Por muchos años, él estaba naufragando en el estómago de una serpiente. No tuvo tiempo de contemplar o pensar cuando lo engulló. Recordaba que le había ofrecido a la serpiente una rosa, roja profunda como se imaginaba del color de su propia sangre. La rosa fue dañada cuando la víbora se le arrebató y lo tragó a él con todo y su ofrenda.
La serpiente venía de un mar de lejos. Larga e interminable, se movía con determinación, mas sin rumbo ni destino. En su barriga vacía llevaba una insaciabilidad, que ni ella sabía de qué. Era transparente y tomaba los colores de sus alrededores. Era una hermosura cuando nadaba por arrecifes de coral. La serpiente miró el trébol en la sien de él cuando éste le ofreció su rosa. Lo devoró en un segundo y la digestión tomó años. De hecho, la culebra rumiaba toda su vida lo que extrajo de él.
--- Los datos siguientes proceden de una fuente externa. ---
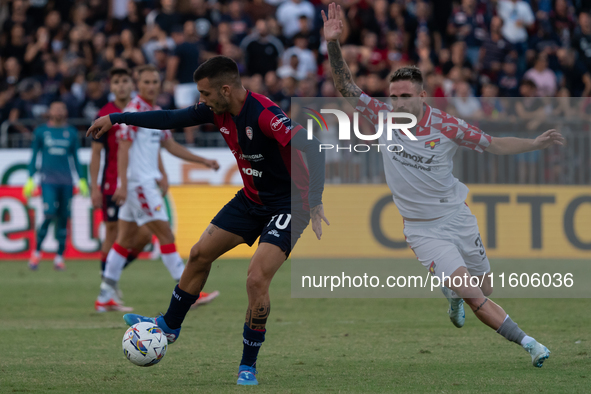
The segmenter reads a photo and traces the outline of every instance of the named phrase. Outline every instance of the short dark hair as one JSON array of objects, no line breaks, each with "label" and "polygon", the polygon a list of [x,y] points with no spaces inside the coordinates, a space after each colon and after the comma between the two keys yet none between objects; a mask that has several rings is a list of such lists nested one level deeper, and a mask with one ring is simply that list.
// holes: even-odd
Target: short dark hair
[{"label": "short dark hair", "polygon": [[390,83],[397,81],[410,81],[423,90],[423,73],[417,66],[401,67],[390,75]]},{"label": "short dark hair", "polygon": [[109,79],[113,78],[115,75],[127,75],[131,77],[131,71],[128,68],[123,67],[113,67],[109,70]]},{"label": "short dark hair", "polygon": [[210,81],[215,80],[216,84],[221,83],[221,85],[241,84],[238,65],[227,56],[214,56],[201,64],[193,73],[195,82],[205,78]]}]

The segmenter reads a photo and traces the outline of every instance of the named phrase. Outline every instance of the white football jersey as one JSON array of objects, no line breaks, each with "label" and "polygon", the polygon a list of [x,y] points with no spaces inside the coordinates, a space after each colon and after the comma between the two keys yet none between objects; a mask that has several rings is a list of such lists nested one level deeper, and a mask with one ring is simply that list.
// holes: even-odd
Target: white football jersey
[{"label": "white football jersey", "polygon": [[[392,191],[400,214],[409,219],[435,219],[459,209],[468,195],[468,188],[452,174],[453,156],[458,146],[484,152],[492,138],[462,119],[453,117],[427,104],[414,130],[412,141],[401,130],[387,140],[384,125],[379,143],[400,144],[401,152],[381,147],[386,182]],[[361,95],[356,110],[378,127],[378,113],[392,111],[390,105]],[[386,116],[384,116],[386,119]],[[392,147],[391,150],[400,150]]]},{"label": "white football jersey", "polygon": [[[127,104],[123,112],[146,112],[160,110],[157,105],[150,105],[139,95]],[[171,138],[170,130],[146,129],[144,127],[121,124],[117,138],[132,141],[127,165],[128,186],[142,185],[162,178],[158,169],[158,154],[162,141]]]}]

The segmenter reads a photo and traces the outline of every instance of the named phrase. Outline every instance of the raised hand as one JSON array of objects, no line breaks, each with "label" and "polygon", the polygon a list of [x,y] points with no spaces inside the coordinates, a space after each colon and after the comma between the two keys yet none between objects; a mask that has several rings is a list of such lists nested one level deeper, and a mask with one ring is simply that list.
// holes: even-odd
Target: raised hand
[{"label": "raised hand", "polygon": [[343,33],[343,21],[341,20],[341,6],[335,3],[328,5],[328,17],[324,11],[322,20],[324,21],[324,38],[326,41],[337,41]]}]

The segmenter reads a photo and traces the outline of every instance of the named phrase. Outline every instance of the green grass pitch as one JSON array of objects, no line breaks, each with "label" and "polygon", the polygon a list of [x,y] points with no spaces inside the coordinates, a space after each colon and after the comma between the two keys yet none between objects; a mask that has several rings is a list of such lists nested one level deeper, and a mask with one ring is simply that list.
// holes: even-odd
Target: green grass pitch
[{"label": "green grass pitch", "polygon": [[[99,263],[0,263],[0,393],[573,393],[591,390],[587,299],[499,299],[552,351],[542,369],[469,313],[453,327],[441,299],[292,299],[286,263],[271,286],[258,387],[237,387],[247,261],[214,263],[205,290],[162,362],[140,368],[121,350],[122,313],[97,314]],[[494,265],[494,261],[493,261]],[[159,261],[122,276],[126,304],[165,312],[174,287]]]}]

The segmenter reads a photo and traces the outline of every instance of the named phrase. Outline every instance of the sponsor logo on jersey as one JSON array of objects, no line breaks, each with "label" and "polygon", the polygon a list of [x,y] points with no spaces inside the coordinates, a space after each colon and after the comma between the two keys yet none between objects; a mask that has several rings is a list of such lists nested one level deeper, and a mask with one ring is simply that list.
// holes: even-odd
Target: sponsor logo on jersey
[{"label": "sponsor logo on jersey", "polygon": [[263,177],[263,171],[253,170],[252,168],[242,168],[242,172],[246,175],[252,175],[259,178]]},{"label": "sponsor logo on jersey", "polygon": [[273,119],[271,119],[271,130],[273,131],[279,131],[281,129],[281,126],[288,126],[289,123],[289,118],[285,115],[275,115],[273,116]]},{"label": "sponsor logo on jersey", "polygon": [[70,132],[64,131],[64,138],[70,138]]},{"label": "sponsor logo on jersey", "polygon": [[156,208],[154,208],[154,211],[160,212],[161,209],[162,209],[162,204],[159,204]]},{"label": "sponsor logo on jersey", "polygon": [[248,139],[252,140],[253,135],[254,135],[254,132],[252,131],[252,127],[246,126],[246,136],[248,137]]},{"label": "sponsor logo on jersey", "polygon": [[423,156],[413,155],[412,153],[408,153],[405,150],[402,150],[400,152],[394,152],[394,153],[397,154],[398,156],[404,157],[405,159],[410,159],[410,160],[414,161],[415,163],[421,163],[421,164],[431,164],[433,162],[433,158],[435,157],[435,155],[432,155],[430,158],[426,159]]},{"label": "sponsor logo on jersey", "polygon": [[222,127],[220,129],[220,132],[223,133],[223,134],[230,134],[230,130],[228,130],[226,127]]},{"label": "sponsor logo on jersey", "polygon": [[441,143],[441,138],[437,138],[435,140],[427,141],[427,142],[425,142],[425,148],[431,148],[431,150],[433,150],[440,143]]},{"label": "sponsor logo on jersey", "polygon": [[243,153],[241,153],[238,156],[239,159],[241,160],[248,160],[248,161],[261,161],[261,160],[265,160],[265,158],[263,157],[263,155],[261,155],[260,153],[254,154],[254,155],[245,155]]},{"label": "sponsor logo on jersey", "polygon": [[280,235],[279,235],[279,231],[277,231],[277,230],[271,230],[271,231],[269,231],[267,234],[274,235],[274,236],[276,236],[277,238],[279,238],[279,237],[280,237]]}]

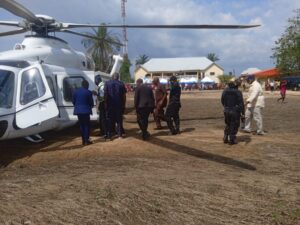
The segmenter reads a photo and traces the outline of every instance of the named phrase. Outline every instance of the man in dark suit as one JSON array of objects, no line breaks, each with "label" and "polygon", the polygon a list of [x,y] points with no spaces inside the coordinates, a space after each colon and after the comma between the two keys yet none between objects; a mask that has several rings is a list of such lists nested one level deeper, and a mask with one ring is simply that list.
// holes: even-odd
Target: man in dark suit
[{"label": "man in dark suit", "polygon": [[93,94],[89,89],[89,83],[83,80],[81,88],[73,95],[74,115],[77,115],[80,124],[82,144],[92,144],[90,141],[90,115],[94,106]]},{"label": "man in dark suit", "polygon": [[137,122],[142,131],[143,140],[146,140],[150,134],[148,129],[148,118],[154,109],[154,95],[152,89],[143,84],[142,79],[136,81],[136,89],[134,94],[134,107],[137,115]]},{"label": "man in dark suit", "polygon": [[117,124],[116,133],[119,138],[124,135],[123,114],[126,104],[126,88],[122,81],[119,81],[120,75],[114,73],[112,79],[107,81],[104,86],[104,102],[106,109],[106,138],[112,138],[113,126]]}]

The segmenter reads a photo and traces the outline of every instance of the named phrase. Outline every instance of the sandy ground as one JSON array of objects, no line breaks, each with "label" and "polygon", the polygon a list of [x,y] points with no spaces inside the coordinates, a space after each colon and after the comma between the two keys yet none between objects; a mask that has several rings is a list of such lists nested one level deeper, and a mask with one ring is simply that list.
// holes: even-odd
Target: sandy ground
[{"label": "sandy ground", "polygon": [[142,141],[129,96],[127,137],[79,128],[40,144],[1,142],[0,224],[300,224],[300,95],[266,94],[268,134],[222,143],[219,91],[182,96],[182,133]]}]

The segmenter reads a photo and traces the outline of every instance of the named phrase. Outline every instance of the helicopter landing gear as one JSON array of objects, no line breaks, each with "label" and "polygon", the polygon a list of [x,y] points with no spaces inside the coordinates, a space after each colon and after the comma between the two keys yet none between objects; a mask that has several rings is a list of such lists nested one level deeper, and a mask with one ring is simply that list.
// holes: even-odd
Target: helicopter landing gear
[{"label": "helicopter landing gear", "polygon": [[44,138],[42,138],[39,134],[27,136],[27,137],[25,137],[25,139],[27,141],[30,141],[33,143],[40,143],[40,142],[44,141]]}]

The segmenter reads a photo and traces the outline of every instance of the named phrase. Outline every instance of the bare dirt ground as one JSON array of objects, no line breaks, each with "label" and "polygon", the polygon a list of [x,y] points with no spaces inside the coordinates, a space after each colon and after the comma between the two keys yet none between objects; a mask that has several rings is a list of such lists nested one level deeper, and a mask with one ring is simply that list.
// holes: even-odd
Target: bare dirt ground
[{"label": "bare dirt ground", "polygon": [[266,94],[268,134],[222,142],[220,91],[182,96],[182,134],[142,141],[128,101],[127,137],[82,147],[79,128],[40,144],[1,142],[0,224],[300,224],[300,95]]}]

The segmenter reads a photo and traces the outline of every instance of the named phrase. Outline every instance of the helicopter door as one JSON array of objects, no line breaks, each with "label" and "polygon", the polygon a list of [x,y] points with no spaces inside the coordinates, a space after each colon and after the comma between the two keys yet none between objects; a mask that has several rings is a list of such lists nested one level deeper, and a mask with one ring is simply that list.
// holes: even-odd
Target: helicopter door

Mientras paseaba por el interior de la serpiente, él dejó plantadas semillas de su trébol a lo largo del cuerpo reptil. Ella jugaba con las hojas del trébol sin prestar atención a las semillas esparcidas como un veneno del bien. A él lo sacudía y lo confundía cuando ella batallaba en las tempestades de su mar y lo hería con la ignorancia e incluso indiferencia de su propio impacto. Él siguió sembrando semillas de su trébol, hasta que un día la víbora lo eructó para afuera durante un tsunami.
Al liberarse del vientre de la serpiente, él encontró la rosa intacta en su mano, profundamente roja como su propia sangre, llena de bien y de verdad.
Un día, de la serpiente nació una paloma, blanca como la nieve y tierna como un pan nuevo. En el pico de la paloma acarreaba un trébol, verde y fresco como la primavera.